A number of factors determined the distribution of the southern game. The most important was the patronage of local gentry families, particularly those most closely embedded in the life of the local people. They picked the teams, arranged the hurling greens and supervised the matches, which were frequently organised as gambling events. The southern hurling zone coincides with the area where, in the late medieval period, the Norman and Gaelic worlds fused to produce a vigorous culture, reflected, for example, in the tower house as an architectural innovation. It coincides with well-drained, level terrain, seldom moving too far off the dry sod of limestone areas, which also happen to produce the best material for hurls - ash. It is closely linked to the distribution of big farms, where the relatively comfortable lifestyle afforded the leisure to pursue the sport.

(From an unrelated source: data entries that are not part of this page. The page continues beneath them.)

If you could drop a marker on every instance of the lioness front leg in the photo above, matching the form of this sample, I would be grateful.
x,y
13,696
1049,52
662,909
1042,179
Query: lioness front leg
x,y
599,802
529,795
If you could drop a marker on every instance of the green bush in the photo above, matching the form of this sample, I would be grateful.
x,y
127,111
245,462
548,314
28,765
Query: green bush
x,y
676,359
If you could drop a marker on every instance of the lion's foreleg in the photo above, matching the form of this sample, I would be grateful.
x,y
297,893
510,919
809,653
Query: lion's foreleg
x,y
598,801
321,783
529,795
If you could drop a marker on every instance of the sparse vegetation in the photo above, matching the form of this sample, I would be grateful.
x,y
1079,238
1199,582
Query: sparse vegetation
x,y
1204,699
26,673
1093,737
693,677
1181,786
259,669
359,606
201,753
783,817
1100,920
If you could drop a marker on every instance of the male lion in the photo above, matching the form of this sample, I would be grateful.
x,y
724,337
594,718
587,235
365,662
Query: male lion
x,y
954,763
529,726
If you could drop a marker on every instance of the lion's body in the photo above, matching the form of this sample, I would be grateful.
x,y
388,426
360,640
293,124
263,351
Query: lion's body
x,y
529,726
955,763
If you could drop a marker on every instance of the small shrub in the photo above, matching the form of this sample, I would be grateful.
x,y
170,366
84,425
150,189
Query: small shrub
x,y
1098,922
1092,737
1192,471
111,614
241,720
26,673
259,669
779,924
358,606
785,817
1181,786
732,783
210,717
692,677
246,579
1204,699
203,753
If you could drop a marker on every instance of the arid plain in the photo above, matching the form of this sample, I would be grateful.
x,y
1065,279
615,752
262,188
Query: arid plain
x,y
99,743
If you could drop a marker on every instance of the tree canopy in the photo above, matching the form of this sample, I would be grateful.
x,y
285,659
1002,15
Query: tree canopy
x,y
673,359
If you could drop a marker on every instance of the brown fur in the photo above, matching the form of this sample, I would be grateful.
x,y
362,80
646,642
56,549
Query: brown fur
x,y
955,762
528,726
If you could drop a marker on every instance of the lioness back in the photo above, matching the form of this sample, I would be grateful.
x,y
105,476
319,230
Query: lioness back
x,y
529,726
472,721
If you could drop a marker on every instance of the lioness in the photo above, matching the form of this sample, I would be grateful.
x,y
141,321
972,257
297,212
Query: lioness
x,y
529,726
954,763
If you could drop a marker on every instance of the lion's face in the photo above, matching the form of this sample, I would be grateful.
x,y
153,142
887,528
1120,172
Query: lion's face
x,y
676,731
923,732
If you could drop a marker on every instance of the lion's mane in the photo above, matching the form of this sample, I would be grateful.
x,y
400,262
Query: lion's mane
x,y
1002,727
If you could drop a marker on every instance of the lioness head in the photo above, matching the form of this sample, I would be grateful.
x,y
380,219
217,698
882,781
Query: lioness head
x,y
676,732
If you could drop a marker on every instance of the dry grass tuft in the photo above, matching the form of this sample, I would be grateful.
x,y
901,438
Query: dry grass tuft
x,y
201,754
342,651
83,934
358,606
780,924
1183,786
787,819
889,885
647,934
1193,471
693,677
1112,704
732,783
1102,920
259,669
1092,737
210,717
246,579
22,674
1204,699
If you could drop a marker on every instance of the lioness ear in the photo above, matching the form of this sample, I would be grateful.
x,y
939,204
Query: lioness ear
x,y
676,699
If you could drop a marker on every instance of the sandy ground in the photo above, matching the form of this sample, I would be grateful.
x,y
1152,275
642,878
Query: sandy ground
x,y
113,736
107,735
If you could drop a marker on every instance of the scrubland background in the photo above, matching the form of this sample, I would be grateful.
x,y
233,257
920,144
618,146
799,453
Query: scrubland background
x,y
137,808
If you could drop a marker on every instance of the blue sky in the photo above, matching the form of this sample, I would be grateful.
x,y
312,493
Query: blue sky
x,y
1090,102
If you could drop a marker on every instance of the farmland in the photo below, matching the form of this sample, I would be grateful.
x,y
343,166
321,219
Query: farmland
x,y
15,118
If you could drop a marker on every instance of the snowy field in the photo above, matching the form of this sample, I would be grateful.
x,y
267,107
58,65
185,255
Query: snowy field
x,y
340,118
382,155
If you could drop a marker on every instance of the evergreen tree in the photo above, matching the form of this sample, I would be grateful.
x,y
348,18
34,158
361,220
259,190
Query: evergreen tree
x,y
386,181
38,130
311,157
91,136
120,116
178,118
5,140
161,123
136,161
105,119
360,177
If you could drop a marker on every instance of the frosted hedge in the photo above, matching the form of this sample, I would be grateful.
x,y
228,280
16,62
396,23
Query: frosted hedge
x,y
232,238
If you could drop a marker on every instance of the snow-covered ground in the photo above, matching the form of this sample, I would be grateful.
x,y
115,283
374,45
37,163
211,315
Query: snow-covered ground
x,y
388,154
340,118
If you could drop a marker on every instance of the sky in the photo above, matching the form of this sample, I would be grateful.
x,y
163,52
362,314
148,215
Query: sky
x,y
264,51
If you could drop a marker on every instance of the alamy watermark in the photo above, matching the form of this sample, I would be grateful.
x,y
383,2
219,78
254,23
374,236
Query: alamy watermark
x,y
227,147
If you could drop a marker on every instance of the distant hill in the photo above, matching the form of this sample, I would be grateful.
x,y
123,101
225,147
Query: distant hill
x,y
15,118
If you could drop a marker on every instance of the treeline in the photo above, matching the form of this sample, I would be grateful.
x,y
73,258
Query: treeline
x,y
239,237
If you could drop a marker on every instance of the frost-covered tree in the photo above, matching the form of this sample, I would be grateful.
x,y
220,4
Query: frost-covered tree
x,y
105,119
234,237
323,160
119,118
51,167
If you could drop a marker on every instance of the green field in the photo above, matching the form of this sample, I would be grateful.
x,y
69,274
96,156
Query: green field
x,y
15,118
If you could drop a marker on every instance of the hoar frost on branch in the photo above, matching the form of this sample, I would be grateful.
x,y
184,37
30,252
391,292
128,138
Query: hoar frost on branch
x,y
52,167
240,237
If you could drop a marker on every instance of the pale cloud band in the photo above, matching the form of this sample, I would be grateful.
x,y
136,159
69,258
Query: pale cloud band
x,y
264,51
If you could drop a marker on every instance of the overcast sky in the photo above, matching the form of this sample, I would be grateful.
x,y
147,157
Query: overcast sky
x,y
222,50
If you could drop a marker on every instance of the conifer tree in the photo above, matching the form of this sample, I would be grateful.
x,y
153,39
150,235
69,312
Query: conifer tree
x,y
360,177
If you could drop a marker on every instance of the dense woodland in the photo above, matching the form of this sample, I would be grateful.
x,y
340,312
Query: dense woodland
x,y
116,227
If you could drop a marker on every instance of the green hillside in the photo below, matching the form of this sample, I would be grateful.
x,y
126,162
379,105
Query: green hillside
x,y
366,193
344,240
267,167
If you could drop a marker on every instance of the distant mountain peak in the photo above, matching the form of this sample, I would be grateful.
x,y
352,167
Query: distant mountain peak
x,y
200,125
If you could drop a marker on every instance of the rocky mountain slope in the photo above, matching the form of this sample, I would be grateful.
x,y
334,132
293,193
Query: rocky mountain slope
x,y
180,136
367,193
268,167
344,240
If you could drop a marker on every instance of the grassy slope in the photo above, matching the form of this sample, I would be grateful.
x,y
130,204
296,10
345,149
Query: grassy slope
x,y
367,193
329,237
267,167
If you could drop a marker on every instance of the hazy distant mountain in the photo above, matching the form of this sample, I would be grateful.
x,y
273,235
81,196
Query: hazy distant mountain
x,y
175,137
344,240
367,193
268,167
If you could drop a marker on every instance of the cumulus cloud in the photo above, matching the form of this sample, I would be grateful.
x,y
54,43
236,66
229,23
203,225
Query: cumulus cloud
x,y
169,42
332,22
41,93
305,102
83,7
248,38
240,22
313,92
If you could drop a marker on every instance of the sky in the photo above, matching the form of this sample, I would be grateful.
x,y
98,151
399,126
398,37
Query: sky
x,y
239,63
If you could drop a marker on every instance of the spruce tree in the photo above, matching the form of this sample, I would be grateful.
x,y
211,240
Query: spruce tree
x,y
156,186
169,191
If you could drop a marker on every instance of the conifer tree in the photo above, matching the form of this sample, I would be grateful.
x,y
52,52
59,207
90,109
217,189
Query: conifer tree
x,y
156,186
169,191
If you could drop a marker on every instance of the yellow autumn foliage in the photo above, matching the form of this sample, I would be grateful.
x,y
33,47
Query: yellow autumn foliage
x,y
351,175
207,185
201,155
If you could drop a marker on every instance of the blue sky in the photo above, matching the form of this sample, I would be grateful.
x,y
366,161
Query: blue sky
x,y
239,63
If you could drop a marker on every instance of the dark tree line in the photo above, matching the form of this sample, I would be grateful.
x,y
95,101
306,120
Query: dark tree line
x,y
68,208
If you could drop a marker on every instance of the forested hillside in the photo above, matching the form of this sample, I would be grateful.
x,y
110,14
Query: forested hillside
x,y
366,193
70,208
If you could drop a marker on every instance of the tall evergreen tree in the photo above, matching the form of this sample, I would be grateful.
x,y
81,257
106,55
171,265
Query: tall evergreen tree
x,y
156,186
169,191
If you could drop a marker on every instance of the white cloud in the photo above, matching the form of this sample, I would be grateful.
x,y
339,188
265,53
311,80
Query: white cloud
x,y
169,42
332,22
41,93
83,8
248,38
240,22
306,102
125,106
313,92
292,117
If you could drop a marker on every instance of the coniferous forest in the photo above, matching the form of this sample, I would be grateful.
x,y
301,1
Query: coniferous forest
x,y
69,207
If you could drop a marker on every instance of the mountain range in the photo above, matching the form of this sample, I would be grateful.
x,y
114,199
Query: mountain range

Landlord patronage was essential to the well-being of the southern game; once it was removed, the structures it supported crumbled and the game collapsed into shapeless anarchy. The progressive separation of the manners and language of the elite from the common people was a pan-European phenomenon in the modern period. The gentry's disengagement from immersion in the shared intimacies of daily life can be seen not just in hurling, but in other areas of language, music, sport and behaviour, as the gradual reception of metropolitan ideas eroded the older loyalties. As one hostile observer put it:

"A hurling match is a scene of drunkenness, blasphemy and all kinds and manner of debauchery and faith, for my part, I would liken it to nothing else but to the idea I form of the Stygian regions where the daemonic inhabitants delight in torturing and afflicting each other".
 

Decline

By the mid-nineteenth century, hurling had declined so steeply that it survived only in three pockets, around Cork city, in south-east Galway and in the area north of Wexford town. Amongst the reasons for decline were the withdrawal of gentry patronage in an age of political turbulence, modernisation and the dislocating impact of the Famine. Landlord, priest and magistrate all turned against the game.


The older 'moral economy', which had linked landlord and tenant in bonds of patronage and deference, gave way to a sharper, adversarial relationship, especially in the 1790s, as the impact of the French Revolution in Ireland created a greater class-consciousness. Politicisation led to a growing anti landlord feeling, which had been far more subdued in the heyday of gentry-sponsored hurling between the 1740s and 1760s.